Please ignore the poor diagram as I just used paint to draw the rough circuit.

So here's the current source:

which I transformed into voltage source:

Did I do it right?

 

the ampmeter is not placed across the load, the first drawing is wrong. in the second drawing, the voltmeter is in series with the load, that is wrong. measure3 amps in series with the load, and volts across the load.

 

This looks like homework-related, so probably should have been posted in the Homework Help forum.

The quality of the schematic is more than adequate -- but that all people would post something as good (or at all).

Also, thank you for posting your attempt at a solution. Very rare and very appreciated.

Finally, yes, your transformation is correct. The resistor could have gone in either the top or the bottom (or the left) branch. Also, you could have swapped the polarity of the voltage supply and then specified the voltage as -12V. All of them are equal. By convention, a circuit such as this would typically be drawn with a voltage source that has the negative terminal at the bottom and (and so would have a value of -12V) and the resistor would be in the top branch. But that is purely by common convention because that's what people are used to seeing. It is technically correct as you have drawn it.

 

the ampmeter is not placed across the load, the first drawing is wrong. in the second drawing, the voltmeter is in series with the load, that is wrong. measure3 amps in series with the load, and volts across the load.

There's no meters in either circuit. The first is a current source in parallel with it's output resistance and the second is an equivalent voltage source in series with its output resistance.

 

This looks like homework-related, so probably should have been posted in the Homework Help forum.

The quality of the schematic is more than adequate -- but that all people would post something as good (or at all).

Also, thank you for posting your attempt at a solution. Very rare and very appreciated.

Finally, yes, your transformation is correct.
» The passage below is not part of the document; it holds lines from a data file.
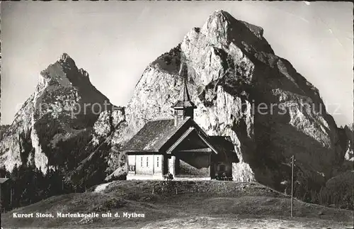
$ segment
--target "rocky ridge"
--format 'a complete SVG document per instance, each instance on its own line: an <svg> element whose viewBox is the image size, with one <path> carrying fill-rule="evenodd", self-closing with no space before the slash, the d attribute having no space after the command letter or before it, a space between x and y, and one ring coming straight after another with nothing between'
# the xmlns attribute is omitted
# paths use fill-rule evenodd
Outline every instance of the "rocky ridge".
<svg viewBox="0 0 354 229"><path fill-rule="evenodd" d="M35 93L4 134L0 162L8 170L22 163L44 172L61 167L81 181L91 179L91 185L106 175L107 180L121 177L125 143L149 120L172 118L183 62L182 77L188 77L198 106L195 121L210 135L230 136L234 145L240 159L233 165L234 180L283 190L295 155L299 184L304 189L321 185L350 159L350 136L326 112L318 89L277 56L263 35L258 26L214 12L149 65L125 108L112 105L64 54L41 72ZM77 104L94 103L108 108L77 110ZM255 110L262 106L267 112Z"/></svg>

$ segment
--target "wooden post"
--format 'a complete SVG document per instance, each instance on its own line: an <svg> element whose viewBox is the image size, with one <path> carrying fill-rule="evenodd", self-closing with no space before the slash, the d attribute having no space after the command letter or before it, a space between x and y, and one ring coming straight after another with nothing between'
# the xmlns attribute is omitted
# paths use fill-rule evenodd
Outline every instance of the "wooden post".
<svg viewBox="0 0 354 229"><path fill-rule="evenodd" d="M291 217L294 211L294 155L292 156L291 163Z"/></svg>

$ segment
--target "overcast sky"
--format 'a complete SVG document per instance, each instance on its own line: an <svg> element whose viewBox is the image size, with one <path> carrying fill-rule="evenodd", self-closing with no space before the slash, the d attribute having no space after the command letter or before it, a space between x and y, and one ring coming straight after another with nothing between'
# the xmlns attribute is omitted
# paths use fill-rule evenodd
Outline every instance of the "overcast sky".
<svg viewBox="0 0 354 229"><path fill-rule="evenodd" d="M1 5L2 124L12 122L18 104L34 91L39 72L62 52L87 70L93 84L114 104L126 106L147 65L219 9L262 27L275 54L288 60L319 89L337 124L353 122L353 4L349 2L6 1Z"/></svg>

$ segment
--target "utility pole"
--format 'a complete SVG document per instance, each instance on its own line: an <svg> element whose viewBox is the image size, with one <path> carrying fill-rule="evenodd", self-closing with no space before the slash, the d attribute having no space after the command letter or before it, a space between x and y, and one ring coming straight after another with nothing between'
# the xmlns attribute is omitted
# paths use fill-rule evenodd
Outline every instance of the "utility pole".
<svg viewBox="0 0 354 229"><path fill-rule="evenodd" d="M291 217L294 212L294 155L291 157Z"/></svg>

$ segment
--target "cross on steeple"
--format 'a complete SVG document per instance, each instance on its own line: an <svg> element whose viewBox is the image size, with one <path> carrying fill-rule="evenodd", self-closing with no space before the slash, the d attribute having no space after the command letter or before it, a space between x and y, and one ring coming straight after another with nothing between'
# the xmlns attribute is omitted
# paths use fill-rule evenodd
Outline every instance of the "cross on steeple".
<svg viewBox="0 0 354 229"><path fill-rule="evenodd" d="M181 75L183 66L184 62L181 58L178 74L181 76L183 79L182 85L183 100L177 101L173 106L172 106L172 108L174 109L175 126L181 121L185 120L187 117L193 118L194 109L197 108L190 101L185 77L184 75Z"/></svg>

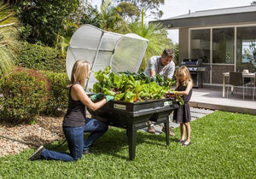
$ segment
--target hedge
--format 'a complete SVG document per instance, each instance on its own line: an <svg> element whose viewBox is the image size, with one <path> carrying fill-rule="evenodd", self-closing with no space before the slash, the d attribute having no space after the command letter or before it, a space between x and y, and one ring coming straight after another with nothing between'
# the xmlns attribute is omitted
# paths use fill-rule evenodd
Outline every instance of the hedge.
<svg viewBox="0 0 256 179"><path fill-rule="evenodd" d="M0 79L0 120L27 122L44 111L49 97L45 75L17 67Z"/></svg>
The resistor could have gone in either the top or the bottom (or the left) branch. Also, you could have swapped the polarity of the voltage supply and then specified the voltage as -12V. All of them are equal. By convention, a circuit such as this would typically be drawn with a voltage source that has the negative terminal at the bottom and (and so would have a value of -12V) and the resistor would be in the top branch. But that is purely by common convention because that's what people are used to seeing. It is technically correct as you have drawn it.

Thank you for the reply!
Can i know that if i rearrange the circuit to this:

Would it still be right?
My intuition says that it wouldn't be but this guy at 21:30 says that it is.

 

Yes, this transformation is also correct.

 

Yes, this transformation is also correct.
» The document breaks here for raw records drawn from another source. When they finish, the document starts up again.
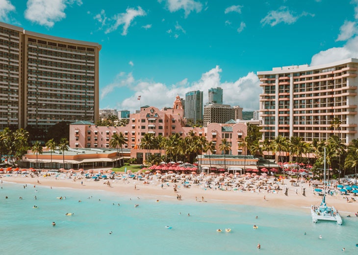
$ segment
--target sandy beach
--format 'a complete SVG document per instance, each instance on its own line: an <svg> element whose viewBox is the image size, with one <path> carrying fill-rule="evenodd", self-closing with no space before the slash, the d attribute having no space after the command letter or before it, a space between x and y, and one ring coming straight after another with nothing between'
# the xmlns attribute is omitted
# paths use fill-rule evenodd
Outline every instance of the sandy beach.
<svg viewBox="0 0 358 255"><path fill-rule="evenodd" d="M104 171L108 170L105 169ZM175 183L171 182L173 175L171 178L167 178L168 175L165 174L149 175L148 183L145 184L147 182L147 179L144 174L143 175L143 180L133 179L128 178L128 174L119 173L116 174L116 179L102 179L95 181L92 178L85 178L84 174L79 173L71 174L69 173L51 172L50 176L44 177L44 175L46 173L46 171L43 171L38 177L35 175L33 177L30 177L29 174L26 175L16 173L3 174L1 175L1 180L3 182L27 184L34 187L44 186L52 188L61 187L88 189L94 191L94 192L96 190L104 190L132 195L134 198L145 197L155 200L170 200L178 201L178 203L197 201L198 202L205 201L265 206L279 209L300 209L307 211L307 214L309 213L308 208L311 204L319 205L322 201L322 197L314 192L312 186L309 186L308 183L300 183L299 186L293 186L288 179L284 180L280 184L280 189L272 193L272 190L268 192L267 190L263 189L252 188L250 191L246 189L246 190L240 191L230 186L222 186L224 190L219 189L219 186L215 185L211 185L211 188L210 188L205 186L204 181L194 184L193 180L188 178L185 181L188 182L187 185L189 185L190 188L184 188L182 183L183 182L182 180L178 180ZM188 177L188 175L186 175ZM209 176L205 175L202 176L203 178L205 178L205 176L207 178ZM193 177L195 179L195 177ZM164 182L161 180L163 178L165 178ZM235 179L233 178L232 179L233 182ZM245 180L242 183L254 180L254 179L252 180ZM273 177L268 177L267 182L269 183L273 181ZM108 181L110 185L108 185ZM162 184L163 184L162 187ZM175 184L177 185L177 192L174 191ZM243 185L241 184L241 187ZM285 186L288 188L287 195L283 193L282 190ZM227 187L228 190L226 190ZM302 188L305 188L305 195L302 194ZM61 196L60 193L59 193L59 196ZM181 197L181 199L178 199L178 196ZM327 202L329 205L334 205L341 212L343 217L350 214L352 217L355 217L355 213L358 212L358 197L354 197L353 194L350 194L348 196L348 202L346 198L347 197L341 195L340 192L338 192L333 196L328 196ZM357 199L355 199L357 201L352 199L352 198L355 199L357 198Z"/></svg>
But isn't in that case current can't flow to the resistor because + side is on the opposite side of the resistor

 

But isn't in that case current can't flow to the resistor because + side is on the opposite side of the resistor

I don't get what you are trying to say?
If you short the circuit terminals the current will flow for sure. And remember that the internal circuit behavior of a circuit does not matter here. The "outside world" behavior is important here.
And this two simple circuits behave the same way from the "outside world" point of view.